До настоящего времени нет единого мнения о первопричине метаболических нарушений в патогенезе метаболического синдрома. Возможно, что наследственная предрасположенность, неадекватный пищевой режим в сочетании с низкой физической активностью определяет развитие ожирения и тканевой инсулинорезистентности и, как следствие этого, компенсаторной гиперинсулинемии. Гиперинсулинемия снижает чувствительность тканей к гормону, вследствие чего поступающие с пищей глюкоза и липиды интенсивно депонируются жировой тканью. А это в еще большей степени провоцирует инсулинорезистентность. Кроме того, гиперинсулинемия подавляет катаболизм тригдицеридов, что способствует прогрессированию ожирения. Таким образом, образуется порочный круг. В конечном счете, постоянная гиперинсулинемия истощает секреторный аппарат бета-клеток поджелудочной железы, что приводит к нарушению толерантности к глюкозе.
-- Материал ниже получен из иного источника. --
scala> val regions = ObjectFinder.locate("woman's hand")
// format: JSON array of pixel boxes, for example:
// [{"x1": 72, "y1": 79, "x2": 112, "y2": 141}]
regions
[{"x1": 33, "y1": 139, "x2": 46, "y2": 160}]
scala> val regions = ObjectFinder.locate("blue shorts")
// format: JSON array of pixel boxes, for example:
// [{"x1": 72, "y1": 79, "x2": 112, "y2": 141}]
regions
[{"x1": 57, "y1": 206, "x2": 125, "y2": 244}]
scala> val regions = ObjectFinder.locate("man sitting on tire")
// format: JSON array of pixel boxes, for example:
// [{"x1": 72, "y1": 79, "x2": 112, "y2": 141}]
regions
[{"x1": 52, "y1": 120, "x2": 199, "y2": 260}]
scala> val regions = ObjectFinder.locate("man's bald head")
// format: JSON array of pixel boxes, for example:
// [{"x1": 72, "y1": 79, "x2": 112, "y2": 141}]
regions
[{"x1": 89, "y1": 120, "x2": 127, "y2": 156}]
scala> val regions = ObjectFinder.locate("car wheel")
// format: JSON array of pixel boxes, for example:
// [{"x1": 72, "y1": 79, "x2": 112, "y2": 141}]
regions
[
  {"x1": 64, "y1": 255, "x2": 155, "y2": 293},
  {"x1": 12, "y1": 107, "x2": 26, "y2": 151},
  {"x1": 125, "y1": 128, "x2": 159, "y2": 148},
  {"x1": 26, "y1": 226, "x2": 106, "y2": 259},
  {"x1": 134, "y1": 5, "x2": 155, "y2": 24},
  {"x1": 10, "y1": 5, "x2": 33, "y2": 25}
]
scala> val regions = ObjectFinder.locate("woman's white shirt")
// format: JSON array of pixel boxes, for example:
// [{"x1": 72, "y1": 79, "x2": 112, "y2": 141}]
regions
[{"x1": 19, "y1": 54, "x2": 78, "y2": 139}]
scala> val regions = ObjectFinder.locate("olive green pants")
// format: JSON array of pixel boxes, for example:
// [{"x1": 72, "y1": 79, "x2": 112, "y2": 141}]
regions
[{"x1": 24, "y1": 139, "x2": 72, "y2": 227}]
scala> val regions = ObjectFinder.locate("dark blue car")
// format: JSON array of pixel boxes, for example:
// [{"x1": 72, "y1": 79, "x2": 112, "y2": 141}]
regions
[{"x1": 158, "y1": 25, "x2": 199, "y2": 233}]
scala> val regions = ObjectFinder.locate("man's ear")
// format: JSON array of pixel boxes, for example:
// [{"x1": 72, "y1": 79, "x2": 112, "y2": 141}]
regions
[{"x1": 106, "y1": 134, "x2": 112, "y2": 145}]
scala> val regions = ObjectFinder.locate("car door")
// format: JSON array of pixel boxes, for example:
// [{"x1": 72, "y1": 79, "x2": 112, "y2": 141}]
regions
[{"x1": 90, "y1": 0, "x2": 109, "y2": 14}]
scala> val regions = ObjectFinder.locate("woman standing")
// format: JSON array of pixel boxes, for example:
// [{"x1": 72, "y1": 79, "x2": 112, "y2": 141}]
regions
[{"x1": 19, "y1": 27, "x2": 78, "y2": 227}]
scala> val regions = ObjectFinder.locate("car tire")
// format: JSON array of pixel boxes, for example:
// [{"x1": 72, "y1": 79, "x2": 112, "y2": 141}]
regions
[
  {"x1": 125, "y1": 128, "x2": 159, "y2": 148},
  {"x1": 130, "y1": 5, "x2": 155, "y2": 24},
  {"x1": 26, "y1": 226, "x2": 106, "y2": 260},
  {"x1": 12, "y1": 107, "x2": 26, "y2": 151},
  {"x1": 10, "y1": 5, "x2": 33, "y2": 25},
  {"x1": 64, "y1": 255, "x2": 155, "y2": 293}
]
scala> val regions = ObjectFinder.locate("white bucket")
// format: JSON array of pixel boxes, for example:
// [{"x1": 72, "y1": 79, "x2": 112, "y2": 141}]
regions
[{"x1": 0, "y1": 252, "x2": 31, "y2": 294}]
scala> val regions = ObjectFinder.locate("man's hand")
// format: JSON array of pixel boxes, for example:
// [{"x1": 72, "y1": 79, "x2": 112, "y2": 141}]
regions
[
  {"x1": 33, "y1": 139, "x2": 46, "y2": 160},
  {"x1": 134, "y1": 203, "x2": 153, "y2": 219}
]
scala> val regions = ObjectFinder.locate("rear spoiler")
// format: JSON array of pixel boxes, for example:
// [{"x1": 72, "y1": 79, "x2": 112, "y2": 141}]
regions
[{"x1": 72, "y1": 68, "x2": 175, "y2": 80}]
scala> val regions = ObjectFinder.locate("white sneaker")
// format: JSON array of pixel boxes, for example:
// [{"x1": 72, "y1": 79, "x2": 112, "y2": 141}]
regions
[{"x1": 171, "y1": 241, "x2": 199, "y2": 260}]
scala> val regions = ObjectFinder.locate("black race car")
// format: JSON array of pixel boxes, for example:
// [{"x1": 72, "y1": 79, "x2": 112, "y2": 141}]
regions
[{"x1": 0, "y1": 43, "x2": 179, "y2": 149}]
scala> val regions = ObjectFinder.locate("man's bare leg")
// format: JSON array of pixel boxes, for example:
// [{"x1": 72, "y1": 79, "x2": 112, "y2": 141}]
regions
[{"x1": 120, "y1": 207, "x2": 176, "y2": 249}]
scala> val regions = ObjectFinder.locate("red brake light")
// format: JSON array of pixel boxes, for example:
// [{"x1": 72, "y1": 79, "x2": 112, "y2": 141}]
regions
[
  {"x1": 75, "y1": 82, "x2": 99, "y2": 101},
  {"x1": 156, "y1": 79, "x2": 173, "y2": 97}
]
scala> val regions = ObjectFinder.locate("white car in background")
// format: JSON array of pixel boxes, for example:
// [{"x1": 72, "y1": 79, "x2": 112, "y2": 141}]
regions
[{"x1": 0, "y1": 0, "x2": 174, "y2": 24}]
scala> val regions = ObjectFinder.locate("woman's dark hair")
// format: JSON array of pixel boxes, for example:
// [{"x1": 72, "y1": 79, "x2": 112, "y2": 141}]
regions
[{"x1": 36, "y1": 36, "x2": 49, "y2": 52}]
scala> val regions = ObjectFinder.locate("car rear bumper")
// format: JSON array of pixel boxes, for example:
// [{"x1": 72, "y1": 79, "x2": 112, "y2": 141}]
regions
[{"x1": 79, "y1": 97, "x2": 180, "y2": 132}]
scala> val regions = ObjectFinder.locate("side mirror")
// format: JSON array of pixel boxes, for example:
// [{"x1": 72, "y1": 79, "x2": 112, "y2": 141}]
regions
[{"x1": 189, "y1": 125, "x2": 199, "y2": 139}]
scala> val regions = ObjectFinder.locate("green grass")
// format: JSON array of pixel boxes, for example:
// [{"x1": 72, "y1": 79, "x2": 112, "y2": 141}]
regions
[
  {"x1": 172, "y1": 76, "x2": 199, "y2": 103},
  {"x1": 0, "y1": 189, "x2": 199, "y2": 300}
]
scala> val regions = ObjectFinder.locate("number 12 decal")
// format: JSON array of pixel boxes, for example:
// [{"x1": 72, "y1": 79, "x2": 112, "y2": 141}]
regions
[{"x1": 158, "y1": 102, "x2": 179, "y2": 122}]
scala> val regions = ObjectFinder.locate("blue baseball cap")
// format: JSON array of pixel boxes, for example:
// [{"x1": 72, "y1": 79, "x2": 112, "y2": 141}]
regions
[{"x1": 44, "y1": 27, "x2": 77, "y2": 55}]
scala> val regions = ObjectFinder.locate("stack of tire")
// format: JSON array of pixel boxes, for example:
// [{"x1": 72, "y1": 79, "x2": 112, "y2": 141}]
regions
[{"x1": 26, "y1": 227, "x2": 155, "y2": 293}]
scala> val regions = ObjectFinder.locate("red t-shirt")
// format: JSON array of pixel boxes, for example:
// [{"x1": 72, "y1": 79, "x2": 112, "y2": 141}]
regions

Впрочем, существует и другая гипотеза, которая предполагает, что первично ожирение и его центральный тип является причиной инсулинорезистентности, гиперинсулинемии и других метаболических нарушений. При этом адипоциты висцеральной жировой ткани секретируют свободные жирные кислоты непосредственно в воротную вену печени. Их высокие концентрации подавляют поглощение инсулина печенью, что приводит к гиперинсулинемии и относительной инсулинорезистентности.

Независимо от того, каковы основные этиопатогенетические механизмы возникновения и развития метаболического синдрома, необходима разработка методов эффективного его лечения. К сожалению, несмотря на то, что всеми признается главная роль в патогенезе метаболического синдрома инсулиновой резистентности, лекарственных препаратов, обладающих в этом плане качеством «золотой пули» Пауля Эрлиха еще не найдено. При этом, в основном, применяются лекарственные препараты, избирательно воздействующие на те или иные патологические проявления заболевания - дислипидемию, артериальную гипертонию, нарушение глюкозной толерантности, хотя эпизодически появляются сведения о том, что найдено средство, в частности, метформин (Никула Т.Д. с соавт., 2000), которое улучшает чувствительность организма к инсулину. Однако, побочные эффекты фармацевтических препаратов по-прежнему являются составной частью медикаментозной терапии, да и стоимость современных препаратов зачастую неоправданно велика.

С другой стороны, известно, что оптимизация обмена веществ, применение факторов, способных оказать стимулирующее влияние на эндокринную регуляцию метаболических реакций, может иметь (и имеет) лечебное действие при различных заболеваниях. Так, воздействие на обмен глюкозы введением инсулина применяется не только при сахарном диабете, но и язвенной болезни (Бурчинский Р.Г. с соавт., 1976), а также в лечении постинфарктных состояниях (Оганов Р.Г., Алиев Т.А., 1983). Выявлено, что факторы, оказывающие стимулирующее влияние на гормональное обеспечение обменных процессов (природные факторы - минеральные воды, гипоксия, лечебные грязи, классическая акупунктура и т.п.), также обладают похожим неспецифическим лечебным эффектом (Фролков В.К. с соавт., 1997-2007; Радзиевский С.А., 1987-1991).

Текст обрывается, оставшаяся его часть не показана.